# Lake Nipising, ON, Canada



## ems3 (May 17, 2010)

We have been fishing the Trent River in Ontario for years. we want to try somewhere else and are seriously considering Lake Nipissing, probably mid-to-late June. Being totally unfamiliar with the Lake and the fishing resorts, does anyone have recommendations for where we should stay (and why)?

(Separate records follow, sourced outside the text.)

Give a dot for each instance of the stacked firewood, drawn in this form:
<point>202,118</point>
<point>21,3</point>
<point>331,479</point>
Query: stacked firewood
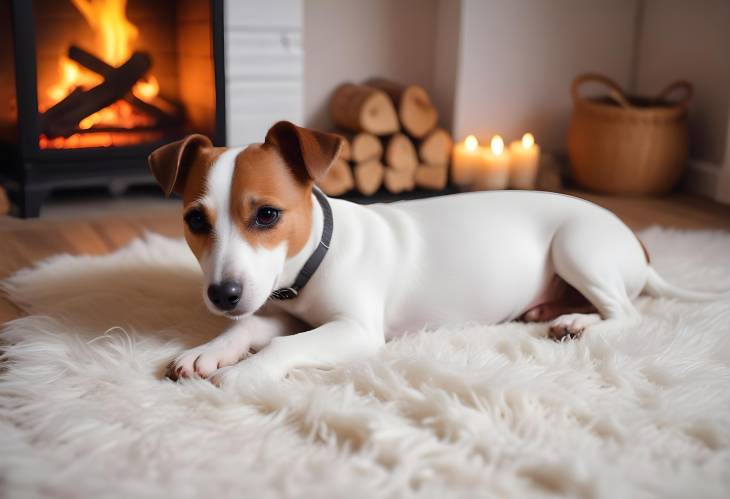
<point>391,140</point>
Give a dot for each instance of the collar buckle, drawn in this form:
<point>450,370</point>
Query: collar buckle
<point>284,294</point>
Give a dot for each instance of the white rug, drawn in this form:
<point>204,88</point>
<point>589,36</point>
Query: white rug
<point>474,412</point>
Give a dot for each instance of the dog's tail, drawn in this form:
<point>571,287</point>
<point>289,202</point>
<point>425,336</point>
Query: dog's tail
<point>657,287</point>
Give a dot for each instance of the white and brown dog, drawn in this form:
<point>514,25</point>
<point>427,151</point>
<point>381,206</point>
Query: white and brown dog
<point>357,275</point>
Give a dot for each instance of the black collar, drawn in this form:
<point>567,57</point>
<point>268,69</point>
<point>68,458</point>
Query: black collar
<point>315,259</point>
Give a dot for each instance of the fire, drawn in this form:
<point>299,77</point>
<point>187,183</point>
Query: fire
<point>115,36</point>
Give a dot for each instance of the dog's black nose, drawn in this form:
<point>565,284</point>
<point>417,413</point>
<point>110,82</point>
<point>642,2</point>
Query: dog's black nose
<point>225,295</point>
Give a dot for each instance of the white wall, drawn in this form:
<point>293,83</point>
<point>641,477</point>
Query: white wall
<point>352,40</point>
<point>518,58</point>
<point>447,37</point>
<point>264,77</point>
<point>691,40</point>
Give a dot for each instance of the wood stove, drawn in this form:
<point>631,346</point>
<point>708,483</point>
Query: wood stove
<point>90,87</point>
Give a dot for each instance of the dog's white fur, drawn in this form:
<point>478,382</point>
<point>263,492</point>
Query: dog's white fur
<point>476,257</point>
<point>482,411</point>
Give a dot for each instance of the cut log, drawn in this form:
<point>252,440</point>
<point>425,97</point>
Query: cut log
<point>364,147</point>
<point>369,176</point>
<point>397,181</point>
<point>345,150</point>
<point>435,149</point>
<point>400,153</point>
<point>359,108</point>
<point>338,180</point>
<point>433,177</point>
<point>61,119</point>
<point>416,112</point>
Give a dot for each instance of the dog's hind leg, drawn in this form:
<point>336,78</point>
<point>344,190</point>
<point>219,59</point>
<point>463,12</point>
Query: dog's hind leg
<point>603,261</point>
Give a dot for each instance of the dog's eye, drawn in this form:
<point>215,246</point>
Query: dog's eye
<point>197,222</point>
<point>267,216</point>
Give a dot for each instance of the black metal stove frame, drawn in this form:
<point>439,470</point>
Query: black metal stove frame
<point>30,173</point>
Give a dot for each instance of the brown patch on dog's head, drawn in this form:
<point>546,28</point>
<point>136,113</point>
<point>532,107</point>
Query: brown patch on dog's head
<point>170,163</point>
<point>182,167</point>
<point>279,174</point>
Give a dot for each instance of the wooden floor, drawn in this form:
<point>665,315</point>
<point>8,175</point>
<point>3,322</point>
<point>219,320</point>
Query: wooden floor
<point>99,226</point>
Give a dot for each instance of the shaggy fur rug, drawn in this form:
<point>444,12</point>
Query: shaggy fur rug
<point>472,412</point>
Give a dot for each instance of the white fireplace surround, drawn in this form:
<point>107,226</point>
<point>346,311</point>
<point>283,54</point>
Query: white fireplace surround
<point>492,66</point>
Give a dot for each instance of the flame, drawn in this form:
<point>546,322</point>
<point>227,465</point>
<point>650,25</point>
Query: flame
<point>471,143</point>
<point>528,140</point>
<point>115,36</point>
<point>497,145</point>
<point>147,89</point>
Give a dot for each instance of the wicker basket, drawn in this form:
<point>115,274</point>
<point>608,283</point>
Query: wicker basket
<point>628,145</point>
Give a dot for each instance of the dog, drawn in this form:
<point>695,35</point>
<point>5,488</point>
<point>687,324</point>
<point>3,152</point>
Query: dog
<point>275,251</point>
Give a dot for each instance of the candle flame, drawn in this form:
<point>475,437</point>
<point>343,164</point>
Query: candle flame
<point>497,145</point>
<point>471,143</point>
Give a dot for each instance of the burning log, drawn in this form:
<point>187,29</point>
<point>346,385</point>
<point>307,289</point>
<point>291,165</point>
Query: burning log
<point>93,63</point>
<point>63,117</point>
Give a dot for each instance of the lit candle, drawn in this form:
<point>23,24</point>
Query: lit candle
<point>467,160</point>
<point>495,172</point>
<point>524,163</point>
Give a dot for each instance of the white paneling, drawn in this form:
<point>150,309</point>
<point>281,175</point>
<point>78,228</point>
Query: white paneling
<point>518,58</point>
<point>263,14</point>
<point>263,56</point>
<point>264,73</point>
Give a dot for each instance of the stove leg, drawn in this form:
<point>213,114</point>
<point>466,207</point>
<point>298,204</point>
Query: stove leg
<point>30,200</point>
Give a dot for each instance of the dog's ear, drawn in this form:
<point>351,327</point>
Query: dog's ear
<point>309,152</point>
<point>170,163</point>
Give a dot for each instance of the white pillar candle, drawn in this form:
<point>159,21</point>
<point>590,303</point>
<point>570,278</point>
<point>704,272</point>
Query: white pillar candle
<point>525,159</point>
<point>467,159</point>
<point>494,173</point>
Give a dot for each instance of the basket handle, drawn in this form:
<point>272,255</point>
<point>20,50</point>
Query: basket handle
<point>677,85</point>
<point>616,92</point>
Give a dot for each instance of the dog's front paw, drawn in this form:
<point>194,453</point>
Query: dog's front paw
<point>571,326</point>
<point>247,372</point>
<point>202,361</point>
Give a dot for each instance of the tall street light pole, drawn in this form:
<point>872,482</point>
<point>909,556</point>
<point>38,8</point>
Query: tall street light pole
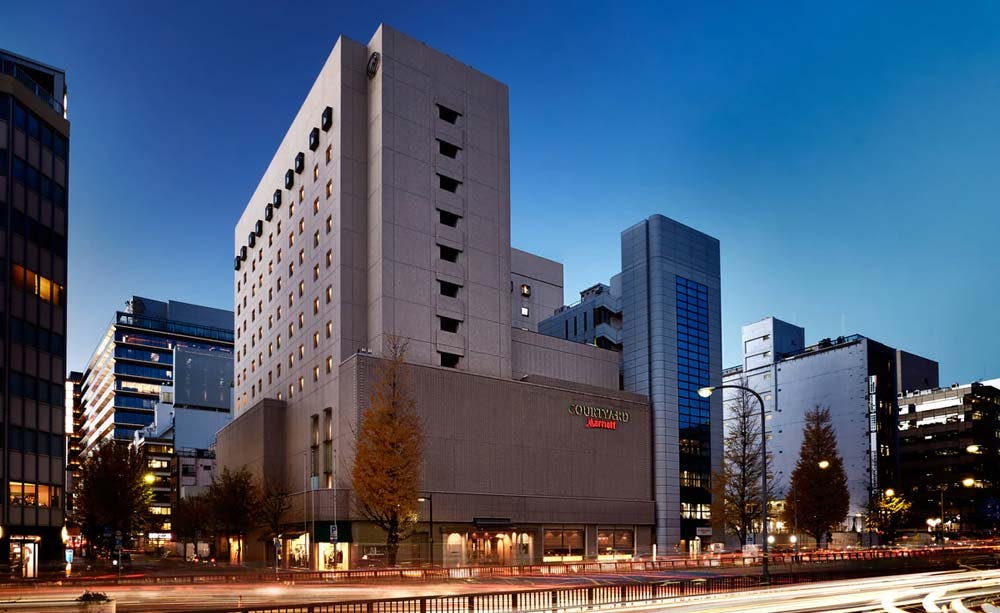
<point>429,499</point>
<point>705,392</point>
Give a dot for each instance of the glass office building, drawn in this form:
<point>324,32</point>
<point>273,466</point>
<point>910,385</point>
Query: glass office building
<point>121,384</point>
<point>34,148</point>
<point>671,346</point>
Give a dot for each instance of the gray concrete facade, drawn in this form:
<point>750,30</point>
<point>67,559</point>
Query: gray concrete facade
<point>853,376</point>
<point>386,211</point>
<point>657,254</point>
<point>536,289</point>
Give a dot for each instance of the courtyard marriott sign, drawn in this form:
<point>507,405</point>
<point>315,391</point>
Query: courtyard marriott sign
<point>599,417</point>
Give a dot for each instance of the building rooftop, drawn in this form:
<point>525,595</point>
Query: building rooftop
<point>47,82</point>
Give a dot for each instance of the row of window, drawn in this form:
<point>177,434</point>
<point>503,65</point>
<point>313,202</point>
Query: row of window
<point>36,128</point>
<point>33,283</point>
<point>326,122</point>
<point>26,386</point>
<point>30,335</point>
<point>34,231</point>
<point>34,495</point>
<point>27,440</point>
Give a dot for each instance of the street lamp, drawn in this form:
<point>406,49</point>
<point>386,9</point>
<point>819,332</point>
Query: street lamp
<point>429,499</point>
<point>706,392</point>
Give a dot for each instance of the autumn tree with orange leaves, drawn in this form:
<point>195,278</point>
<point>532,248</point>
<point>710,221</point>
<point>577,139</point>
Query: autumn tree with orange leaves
<point>388,451</point>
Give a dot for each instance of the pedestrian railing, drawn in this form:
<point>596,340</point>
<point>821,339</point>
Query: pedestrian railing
<point>777,561</point>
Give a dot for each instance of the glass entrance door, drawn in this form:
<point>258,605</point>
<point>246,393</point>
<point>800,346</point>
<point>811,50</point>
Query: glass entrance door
<point>490,548</point>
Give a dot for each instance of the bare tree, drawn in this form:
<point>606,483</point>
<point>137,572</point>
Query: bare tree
<point>736,493</point>
<point>274,503</point>
<point>389,451</point>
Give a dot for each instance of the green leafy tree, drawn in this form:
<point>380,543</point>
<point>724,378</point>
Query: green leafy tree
<point>112,496</point>
<point>233,499</point>
<point>388,451</point>
<point>736,487</point>
<point>819,481</point>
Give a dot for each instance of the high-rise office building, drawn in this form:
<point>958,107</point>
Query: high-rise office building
<point>662,313</point>
<point>34,171</point>
<point>386,211</point>
<point>855,377</point>
<point>671,347</point>
<point>135,357</point>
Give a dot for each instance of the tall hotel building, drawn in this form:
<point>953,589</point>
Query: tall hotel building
<point>663,314</point>
<point>386,211</point>
<point>34,169</point>
<point>134,358</point>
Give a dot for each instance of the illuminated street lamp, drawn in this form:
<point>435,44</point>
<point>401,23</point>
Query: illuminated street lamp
<point>430,524</point>
<point>706,392</point>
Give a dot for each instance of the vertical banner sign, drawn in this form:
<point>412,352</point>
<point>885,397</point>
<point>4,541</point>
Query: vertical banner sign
<point>873,431</point>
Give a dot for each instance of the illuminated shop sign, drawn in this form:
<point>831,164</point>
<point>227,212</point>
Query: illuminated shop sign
<point>599,417</point>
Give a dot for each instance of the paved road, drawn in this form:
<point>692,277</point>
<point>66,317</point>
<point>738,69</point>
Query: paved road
<point>856,595</point>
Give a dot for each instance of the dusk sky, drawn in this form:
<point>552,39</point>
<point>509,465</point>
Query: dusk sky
<point>847,156</point>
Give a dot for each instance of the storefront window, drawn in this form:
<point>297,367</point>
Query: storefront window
<point>563,545</point>
<point>615,543</point>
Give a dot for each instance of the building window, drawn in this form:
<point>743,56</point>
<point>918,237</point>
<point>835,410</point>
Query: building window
<point>448,254</point>
<point>448,115</point>
<point>448,219</point>
<point>448,184</point>
<point>33,283</point>
<point>448,150</point>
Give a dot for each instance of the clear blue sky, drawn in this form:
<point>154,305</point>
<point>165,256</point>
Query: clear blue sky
<point>846,155</point>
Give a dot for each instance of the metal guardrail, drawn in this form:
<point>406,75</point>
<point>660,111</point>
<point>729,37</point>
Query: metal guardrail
<point>486,572</point>
<point>562,599</point>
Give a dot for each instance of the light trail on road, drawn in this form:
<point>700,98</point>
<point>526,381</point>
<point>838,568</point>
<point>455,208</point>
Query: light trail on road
<point>892,594</point>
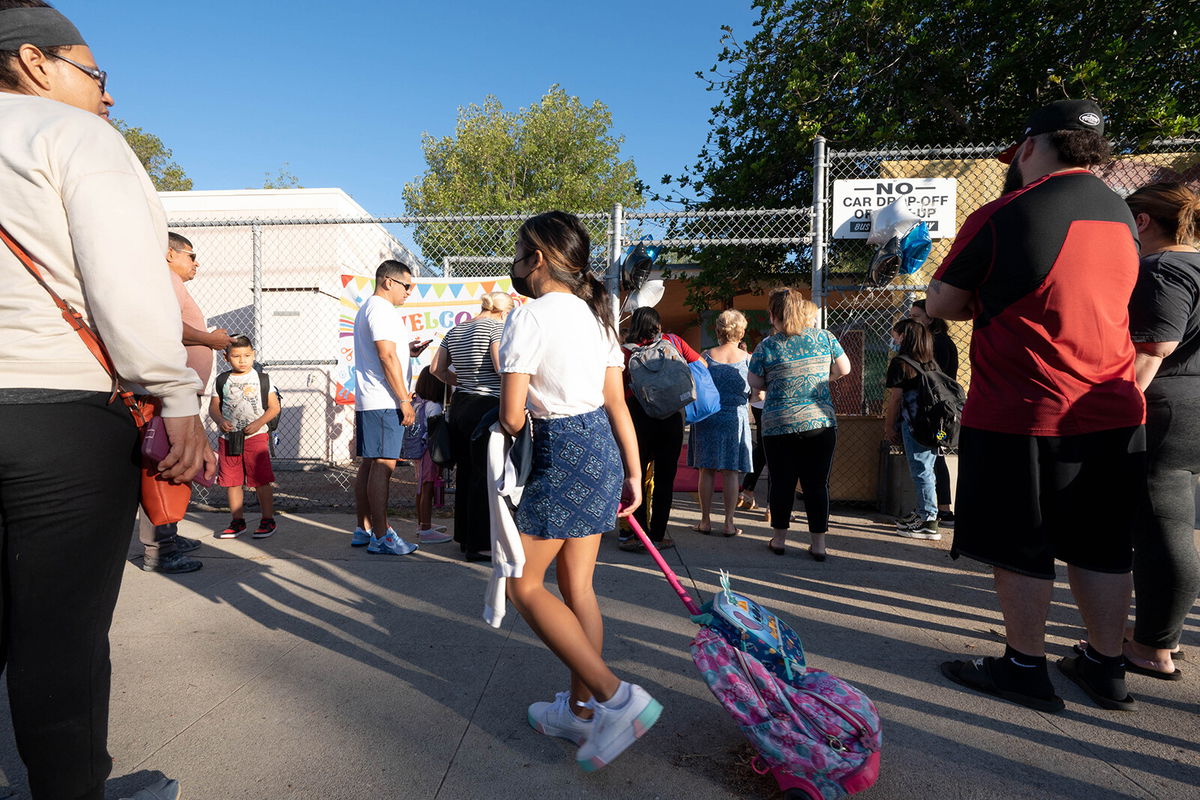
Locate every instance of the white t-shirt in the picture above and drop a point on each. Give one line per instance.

We will be 3 or 4, don't mind doing our own cooking, need to rent boats, and will be there to fish so a lot of resort amenities are not a big deal. 

Thanks...


----------



## roger23 (Mar 7, 2007)

ems3 said:


> We have been fishing the Trent River in Ontario for years. we want to try somewhere else and are seriously considering Lake Nipissing, probably mid-to-late June. Being totally unfamiliar with the Lake and the fishing resorts, does anyone have recommendations for where we should stay (and why)?
> 
> We will be 3 or 4, don't mind doing our own cooking, need to rent boats, and will be there to fish so a lot of resort amenities are not a big deal.
> 
> Thanks...


we stayed her a couple times ,,fishing was not all that good one year but every thing depends on the weather,,,it is under new management now ,,have not been there sence the new people bought it,,the people that had it before were like family

http://www.promisedlandcamp.net/promisedlandcamp.html

the other place we stayed several years was Camp Raymond ,,it was also nice,,weather also is a problem sometimes

http://www.campraymond.com/


----------



## Whopper (Apr 28, 2006)

Nip is and can be challenging, it's a very big lake. It a beautiful place, so if it's scenery you want it's the place. 
I've stay at three different locations on the lake and all were nice places, the following link I would recommend

http://www.lakair.com/

It's located on the West Arm. The host are good people and Kevin will help you with some fishing tips.
If you decide you really want to go to Nip send me a pm and I'll help you as much as I can


----------



## jeffmo (Apr 7, 2004)

well,if you are willing to do a "do it yourself" trip then you can drive just a little further north.check out burroughs lake just outside of Longlac Ontario.Skinners retreat in longlac rents boats and motors if you need them and has supplies.
i have been the 4 times and the fishing is as good as i've ever seen.decent sized pike all day long,very good walleye for eating and a few perch.the wildlife and scenery is cool too.we see moose,bear,otters,beaver,eagles,loons,etc.
long drive,great remote fishing and it's not too costly.
let me know if you'd like more information.


----------



## Lund Rebel (Mar 28, 2008)

We've been going to Nipising for almost 15 years, but never early in the season. We usually go in mid-Sept. We go to Sandy Island on the south end, taking camp boat out of Sturgeon Falls. We've stayed at Tall Pines, done ourour own cooking, and used their boats. Reasonable rates and clean comfortable cabins. Since it's remote, you need to take everything for cooking and "beverages" as well as ice. They do have propane refrigeration, stove and lights. Cold running lake water in the cabins.
Sandy Haven is just down the island mile or so, if you're looking for the American Plan. Both have websites you can check.


----------



## Whopper (Apr 28, 2006)

Lund Rebel, I been to Tall Pines and your right it's a really nice place. For a first timer the rates look great until the owners ding ya for all the little extras, I was there in 02 and gas for my boat at their dock was well over $8.00 a gallon.
I personally did not get off on the right foot with the owner, our choice of "beverages" did not sit well with the owner and his comment on them at the dock at Sturgeon Falls did not sit well with me, kind of set the tone for the week.


----------